Friday, February 8, 2019
Censoring Pleas For Help :: essays research papers
In the article "Censoring Pleas for Help", Dwight R. lee(prenominal) talks about government legal injury controls. The author likens government price controls to government censorship, arguing prices are how markets communicate with one another. The example utilise to demonstrate this point is the price regulations the government enforces after a natural chance, completezing prices on such items as labor, construction materials and basic necesities. However, the article demonstrates later how these regulations, while seemingly in place to help defend consumers (in this case disaster victims), very hurts them. While the intent of the "price gouging laws" is good, they actually do more harm than good. By controlling the prices of these materials, these laws limit the return of these materials and effectively stop the free market from communicating its increasing demand. except more, these laws seem to go against the very idea of a free market.The free market communicates by the fluctuation of prices as the market deals with shortages and surplus until an remainder point is found where the price of an item generates an equal amount of measuring stick supplied and cadence demanded. If the price falls below this point, amount demanded is greater than the quantity supplied and there is a shortage in the market. This causes the price to rise, and with it the quantity supplied. As the price rises, the quantity demanded falls. Eventually it reaches the symmetry point. If the price rises above the equilibrium point, there is more of a quantity supplied than a quantity demanded and that forget create a surplus. This causes the price to lower, increasing the quantity demanded and decreasing quantity supplied until it reaches equilibrium again. The market depends on these fluctuations in price for communication amongst suppliers and consumers. With out this communication the market would be in chaos.

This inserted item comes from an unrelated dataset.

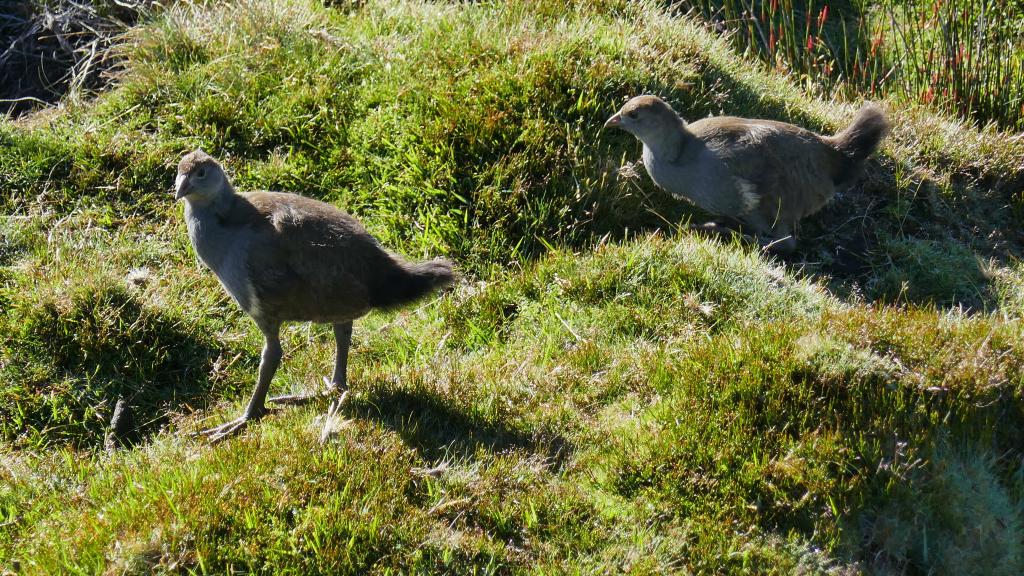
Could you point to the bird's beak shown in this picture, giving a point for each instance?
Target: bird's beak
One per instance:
(180, 189)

Suppliers would not jazz how many produ cts to supply and consumers would have no way to inform suppliers of their wants.These laws deflower the flow of supply by not allowing the increasing demand for these items to be reflected in the market as an increase in price. This can be demonstrated by looking at a graph deputation of the supply and demand curves relative to construction materials. Before the natural disaster struck, the market for construction materials was at its equilibrium price point of fifty dollars. There is no surplus or shortage of goods at this point.